Vemos na vida de Tolkien, opiniões e trabalho de uma repulsa duradoura para os males totalitários de seu século. A chave moral de O Senhor dos Anéis é a recusa da crueldade e da imutabilidade da lei moral. O anel é uma poderosa arma de guerra, mas profundamente marcada pela maldade. O anel não pode ser utilizado contra o próprio Senhor do Escuro, porque seus usuários seriam corrompidos e se tornariam novos déspotas. Alguns meios são tão maus que nenhum fim, por melhor que seja, poderia ser usado como justificativa. Algumas leis são tão sagradas que muitos morreriam de bom grado ao invés de violá-las. Nunca podemos ter como alvo os inocentes a fim de enfraquecer o culpado. Essas foram algumas das lições Tolkien tirou do cristianismo e das sagas heroicas do norte, elas devem repousar em nossas mentes e conter as nossas paixões, especialmente em tempo de guerra.
Alain Olivier
30 de abril de 2008
30 de abril de 2008
Notas do Tradutor
- Eddas, ou simplesmente Edda, é o nome dado ao conjunto de textos encontrados na Islândia (originalmente em verso) e que permitiram iniciar o estudo e a compilação das histórias referentes aos personagens da mitologia nórdica. São partes fragmentadas de uma antiga tradição escáldica de narração oral (atualmente perdida) que foi recompilada e escrita por eruditos que preservaram uma parte destas histórias.

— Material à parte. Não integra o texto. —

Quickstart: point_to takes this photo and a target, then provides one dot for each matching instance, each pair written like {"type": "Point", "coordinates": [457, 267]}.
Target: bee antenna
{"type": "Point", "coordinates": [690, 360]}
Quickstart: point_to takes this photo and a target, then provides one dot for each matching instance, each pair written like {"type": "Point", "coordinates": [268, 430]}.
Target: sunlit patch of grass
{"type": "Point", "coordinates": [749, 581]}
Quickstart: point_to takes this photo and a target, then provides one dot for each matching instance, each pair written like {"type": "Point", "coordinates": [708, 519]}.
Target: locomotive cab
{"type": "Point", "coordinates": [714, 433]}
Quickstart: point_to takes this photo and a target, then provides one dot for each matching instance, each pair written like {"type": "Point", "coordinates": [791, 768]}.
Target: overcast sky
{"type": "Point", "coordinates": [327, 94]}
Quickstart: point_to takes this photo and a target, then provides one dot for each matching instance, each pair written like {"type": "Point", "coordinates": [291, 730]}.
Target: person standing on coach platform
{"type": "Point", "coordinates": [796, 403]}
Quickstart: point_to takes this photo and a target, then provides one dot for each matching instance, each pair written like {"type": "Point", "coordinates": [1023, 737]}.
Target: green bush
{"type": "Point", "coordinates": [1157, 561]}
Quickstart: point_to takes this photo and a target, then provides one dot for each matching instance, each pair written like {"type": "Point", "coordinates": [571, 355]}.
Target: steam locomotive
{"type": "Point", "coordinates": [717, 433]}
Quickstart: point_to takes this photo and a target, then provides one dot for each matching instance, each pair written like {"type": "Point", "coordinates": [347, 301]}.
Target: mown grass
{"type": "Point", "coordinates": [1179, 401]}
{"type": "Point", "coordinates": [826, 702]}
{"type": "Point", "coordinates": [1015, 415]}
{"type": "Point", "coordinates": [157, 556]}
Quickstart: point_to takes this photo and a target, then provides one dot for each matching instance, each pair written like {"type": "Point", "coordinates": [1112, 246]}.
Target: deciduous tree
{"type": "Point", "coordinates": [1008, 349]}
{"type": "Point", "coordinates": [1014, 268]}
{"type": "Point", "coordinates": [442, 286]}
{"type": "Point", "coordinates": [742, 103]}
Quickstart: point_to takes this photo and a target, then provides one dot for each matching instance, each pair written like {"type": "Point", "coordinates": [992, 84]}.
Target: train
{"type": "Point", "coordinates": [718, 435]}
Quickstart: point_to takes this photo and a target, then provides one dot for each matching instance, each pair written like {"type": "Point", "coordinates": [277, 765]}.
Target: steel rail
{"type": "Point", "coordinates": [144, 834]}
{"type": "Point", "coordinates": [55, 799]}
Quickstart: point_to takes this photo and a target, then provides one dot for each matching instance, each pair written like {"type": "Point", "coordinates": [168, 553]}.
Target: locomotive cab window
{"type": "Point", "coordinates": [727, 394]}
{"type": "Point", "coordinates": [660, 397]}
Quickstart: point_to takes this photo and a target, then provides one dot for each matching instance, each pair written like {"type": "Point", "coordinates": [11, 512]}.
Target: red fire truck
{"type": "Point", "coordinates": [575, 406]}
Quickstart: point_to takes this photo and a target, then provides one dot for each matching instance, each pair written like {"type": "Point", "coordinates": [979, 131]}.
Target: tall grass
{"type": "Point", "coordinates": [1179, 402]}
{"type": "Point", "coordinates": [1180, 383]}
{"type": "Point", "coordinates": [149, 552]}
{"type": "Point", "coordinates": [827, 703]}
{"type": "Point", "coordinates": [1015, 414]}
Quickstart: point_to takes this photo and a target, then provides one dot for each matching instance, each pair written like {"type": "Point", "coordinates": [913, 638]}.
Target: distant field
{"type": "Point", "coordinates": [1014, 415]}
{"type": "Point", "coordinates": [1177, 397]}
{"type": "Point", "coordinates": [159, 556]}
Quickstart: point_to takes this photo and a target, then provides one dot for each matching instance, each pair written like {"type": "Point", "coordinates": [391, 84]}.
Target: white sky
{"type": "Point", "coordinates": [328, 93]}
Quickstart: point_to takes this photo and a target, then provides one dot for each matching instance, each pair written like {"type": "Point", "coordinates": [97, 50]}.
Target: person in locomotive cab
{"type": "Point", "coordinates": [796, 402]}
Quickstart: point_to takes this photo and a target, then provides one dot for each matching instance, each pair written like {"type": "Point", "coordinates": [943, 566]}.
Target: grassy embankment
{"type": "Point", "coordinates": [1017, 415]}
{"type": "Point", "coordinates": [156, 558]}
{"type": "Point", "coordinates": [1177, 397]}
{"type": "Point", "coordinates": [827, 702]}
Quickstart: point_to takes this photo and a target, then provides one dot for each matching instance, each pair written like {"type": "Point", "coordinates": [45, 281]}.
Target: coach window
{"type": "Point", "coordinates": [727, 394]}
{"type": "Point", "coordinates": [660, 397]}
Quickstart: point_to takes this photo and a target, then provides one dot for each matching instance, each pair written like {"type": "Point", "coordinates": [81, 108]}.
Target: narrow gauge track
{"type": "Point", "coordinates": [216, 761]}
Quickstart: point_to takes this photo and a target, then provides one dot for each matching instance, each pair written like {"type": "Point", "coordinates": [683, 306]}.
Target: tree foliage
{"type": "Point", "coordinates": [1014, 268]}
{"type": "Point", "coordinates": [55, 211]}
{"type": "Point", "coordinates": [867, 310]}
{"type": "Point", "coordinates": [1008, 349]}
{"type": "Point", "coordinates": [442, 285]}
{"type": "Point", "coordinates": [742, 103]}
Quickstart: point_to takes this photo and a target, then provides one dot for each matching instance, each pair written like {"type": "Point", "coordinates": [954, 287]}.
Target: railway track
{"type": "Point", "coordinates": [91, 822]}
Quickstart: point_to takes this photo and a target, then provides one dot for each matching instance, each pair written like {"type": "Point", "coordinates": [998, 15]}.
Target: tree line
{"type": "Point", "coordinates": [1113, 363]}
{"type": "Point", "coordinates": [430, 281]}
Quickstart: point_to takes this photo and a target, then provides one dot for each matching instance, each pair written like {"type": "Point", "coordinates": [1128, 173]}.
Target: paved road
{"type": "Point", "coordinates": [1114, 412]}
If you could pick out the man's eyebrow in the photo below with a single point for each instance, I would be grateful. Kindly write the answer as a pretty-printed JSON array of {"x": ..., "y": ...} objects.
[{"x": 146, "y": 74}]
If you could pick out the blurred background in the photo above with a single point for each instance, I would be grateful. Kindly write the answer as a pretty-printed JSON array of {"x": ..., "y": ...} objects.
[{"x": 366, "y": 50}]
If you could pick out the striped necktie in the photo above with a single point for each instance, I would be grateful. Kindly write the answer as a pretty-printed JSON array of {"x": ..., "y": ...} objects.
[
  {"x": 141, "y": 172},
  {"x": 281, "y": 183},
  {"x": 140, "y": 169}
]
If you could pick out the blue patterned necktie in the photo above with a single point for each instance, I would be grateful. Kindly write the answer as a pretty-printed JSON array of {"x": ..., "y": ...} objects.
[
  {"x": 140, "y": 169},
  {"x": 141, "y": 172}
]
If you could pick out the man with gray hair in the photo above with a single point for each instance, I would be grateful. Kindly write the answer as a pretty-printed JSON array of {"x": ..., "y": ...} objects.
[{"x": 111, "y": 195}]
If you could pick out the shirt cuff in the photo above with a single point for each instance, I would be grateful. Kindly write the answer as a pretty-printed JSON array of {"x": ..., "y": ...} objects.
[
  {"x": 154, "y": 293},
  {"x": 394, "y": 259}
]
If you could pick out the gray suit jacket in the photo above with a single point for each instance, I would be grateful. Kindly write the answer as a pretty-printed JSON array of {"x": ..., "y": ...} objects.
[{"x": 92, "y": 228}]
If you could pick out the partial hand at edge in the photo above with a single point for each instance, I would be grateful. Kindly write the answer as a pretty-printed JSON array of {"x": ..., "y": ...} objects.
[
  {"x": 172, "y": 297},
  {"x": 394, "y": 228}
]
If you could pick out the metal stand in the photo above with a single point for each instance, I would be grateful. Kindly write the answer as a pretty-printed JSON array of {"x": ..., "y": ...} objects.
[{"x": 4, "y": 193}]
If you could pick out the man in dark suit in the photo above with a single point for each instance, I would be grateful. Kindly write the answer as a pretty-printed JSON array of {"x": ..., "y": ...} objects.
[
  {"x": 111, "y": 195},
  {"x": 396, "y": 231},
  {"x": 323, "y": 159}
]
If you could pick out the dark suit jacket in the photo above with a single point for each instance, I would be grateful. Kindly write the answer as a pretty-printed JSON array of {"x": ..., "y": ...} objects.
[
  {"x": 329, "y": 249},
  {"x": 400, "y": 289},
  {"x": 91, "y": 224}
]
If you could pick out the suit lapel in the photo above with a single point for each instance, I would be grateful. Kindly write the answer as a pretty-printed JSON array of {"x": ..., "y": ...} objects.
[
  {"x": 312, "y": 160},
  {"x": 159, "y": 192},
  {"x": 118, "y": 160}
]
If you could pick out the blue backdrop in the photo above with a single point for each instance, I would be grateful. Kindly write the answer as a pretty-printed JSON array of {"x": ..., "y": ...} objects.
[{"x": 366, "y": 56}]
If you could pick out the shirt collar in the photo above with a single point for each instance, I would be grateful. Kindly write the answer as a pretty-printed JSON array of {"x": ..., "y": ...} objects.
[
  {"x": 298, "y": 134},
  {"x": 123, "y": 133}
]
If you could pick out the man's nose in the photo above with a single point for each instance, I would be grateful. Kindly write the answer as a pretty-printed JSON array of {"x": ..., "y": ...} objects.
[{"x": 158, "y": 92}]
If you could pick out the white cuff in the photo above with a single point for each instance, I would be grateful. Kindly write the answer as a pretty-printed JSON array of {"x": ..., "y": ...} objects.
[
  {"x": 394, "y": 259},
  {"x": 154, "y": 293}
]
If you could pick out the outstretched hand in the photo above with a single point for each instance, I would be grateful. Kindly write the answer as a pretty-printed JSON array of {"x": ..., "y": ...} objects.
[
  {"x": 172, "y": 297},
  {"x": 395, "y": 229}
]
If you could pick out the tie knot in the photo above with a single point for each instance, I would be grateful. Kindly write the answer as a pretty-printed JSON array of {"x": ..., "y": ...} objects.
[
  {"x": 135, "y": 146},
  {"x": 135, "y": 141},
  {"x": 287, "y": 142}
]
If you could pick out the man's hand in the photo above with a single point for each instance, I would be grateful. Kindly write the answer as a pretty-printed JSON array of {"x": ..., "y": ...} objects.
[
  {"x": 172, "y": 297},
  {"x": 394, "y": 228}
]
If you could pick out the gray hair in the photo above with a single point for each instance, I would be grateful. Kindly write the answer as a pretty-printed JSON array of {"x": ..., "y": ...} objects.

- Agostinho é uma das figuras mais importantes no desenvolvimento do cristianismo no Ocidente. Em seus primeiros anos, Agostinho foi fortemente influenciado pelo maniqueísmo e pelo neoplatonismo de Plotino, mas depois de sua conversão e batismo, ele desenvolveu a sua própria abordagem sobre filosofia e teologia e uma variedade de métodos e perspectivas diferentes. Ele aprofundou o conceito de pecado original dos padres anteriores e, quando o Império Romano do Ocidente começou a se desintegrar, desenvolveu o conceito de Igreja como a cidade espiritual de Deus
- Charles de Montesquieu, senhor de La Brède ou barão de Montesquieu (castelo de La Brède, próximo a Bordéus, 18 de Janeiro de 1689 - Paris, 10 de Fevereiro de 1755) foi um político, filósofo e escritor francês. Ficou famoso pela sua Teoria da Separação dos Poderes, atualmente consagrada em muitas das modernas constituições internacionais.
- O Movimento Völkisch é a interpretação alemã do movimento populista, com um enfoque romântico sobre o folclore do país. O termo völkisch, que significa "étnico", deriva da palavra alemã Volk (cognato do Inglês Folk) correspondente a "povo". Segundo o historiador James Webb, a palavra também tem conotações de "nação", "raça" e "tribo". O movimento völkisch não foi um movimento unificado, mas um caldeirão de crenças, medos e esperanças que encontrou expressão em vários movimentos.
- A SS inicialmente era uma pequena unidade paramilitar, posteriormente agregou quase um milhão de homens e conseguiu exercer grande influência política no Terceiro Reich. Construída sobre a Ideologia nazista, a SS sob o comando de Heinrich Himmler, foi responsável por muitos dos crimes contra a humanidade perpetrados pelos nazistas durante a Segunda Guerra Mundial.
- A Batalha do Somme, também conhecida como Ofensiva do Somme, foi travada entre julho a novembro de 1916, sendo considerada uma das maiores batalhas da Primeira Guerra Mundial. Tratou-se de uma ofensiva anglo-francesa, com o objetivo de romper as linhas de defesa alemãs, ao longo de 19 km, estacionadas na região do Rio Somme. As baixas foram elevadíssimas para ambos os lados, sobretudo para a Grã-Bretanha, ainda mais pelo fato de o objetivo não ter sido atingido.